Errors in mitosis can result in changes in chromosome number or the loss of cell cycle control, which can lead to cancer.
The daughter cells formed at the end of the cell cycle should have the same number of chromosomes as the parent cell. For example, in humans, each parent cell starts with 46 chromosomes. Each chromosome replicates during interphase so that during anaphase, when the chromosome copies separate and move toward opposite poles, each of the new nuclei will have the correct number (46). However, sometimes this separation does not occur as planned. Failures during mitosis or cytokinesis potentially cause the formation of cells with an abnormal chromosome number. Cells may have more or fewer chromosomes than the usual for that organism. Cells with abnormal chromosome numbers are often unstable and are usually removed from the population by apoptosis. When cells are damaged during prometaphase and metaphase, they will eventually leave mitosis. Cells leaving mitosis at this point do so because of a degradation of various cyclins. When failures occur during cytokinesis, the resulting daughter cells will have the incorrect number of chromosomes. One would have too many, and the other would have too few. Having abnormal numbers of chromosomes at a certain point during the cell cycle usually results in the failure of mitosis or cytokinesis.

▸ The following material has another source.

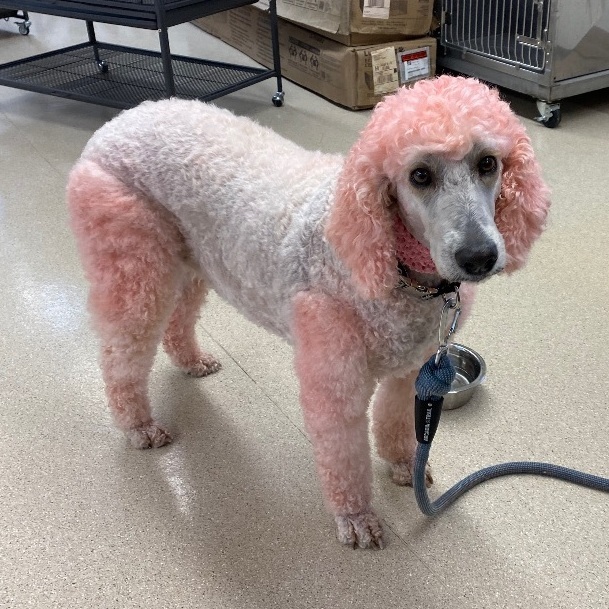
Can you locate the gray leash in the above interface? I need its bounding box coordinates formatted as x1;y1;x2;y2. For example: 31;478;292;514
413;288;609;516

Anytime an organism has an abnormal number of copies of a particular chromosome, it is known as aneuploidy. The term polyploid means having more than two paired sets of chromosomes. This is especially common in plants and can be the result of errors in mitosis. Polyploid plants can also be formed purposefully to combine advantageous traits in crop plants. It is possible for certain organisms to end up with triploid (3n) or even tetraploid (4n) chromosomes. Organisms with these types of chromosome numbers tend to have larger cells. An example of a polyploid organism is a triploid banana. These fruits tend to be larger in size than other bananas and lack seeds. Seedless watermelons are also a triploid fruit.
Polyploidy in Plants
Cancer is a disease that is caused by any mutation that leads to uncontrolled cell growth. One of the most common mutations that can lead to cancer prevents the cell from stopping at the checkpoint between the G1 and S phases. There are many ways for the cell-cycle control system to fail. Cancer cells ignore signals that inhibit cell division. Cancer can also occur as the result of a mistake during mitosis. Here, the signaling mechanisms that turn off mitosis (such as those that send a cell into the resting G0 phase) malfunction, allowing cells to divide out of control. Some cells simply do not stop at the established checkpoints. For example, they may pass from G1 to S or from G2 to M thereby avoiding the usual inspection. Others stop at random points in the cell cycle or interact in unusual ways with cyclins. In a cancerous cell, cell division never stops, so damaged chromosomes and organelles accumulate, replicate, and are passed on to the daughter cells. Often, these cells enter apoptosis because the damage is too severe. All types of cancer cells will continue dividing as long as they continue to receive nutrients. Uncontrolled growth is considered benign if it doesn't affect other tissues. Malignant tumors have the ability to invade other tissues and potentially spread to another part of the body, a process known as metastasis. Regulators promoting cell growth and division may be overactive in cancer cells. One class of gene that has been damaged by mutation and can transform a normal cell into a tumor cell is called an oncogene.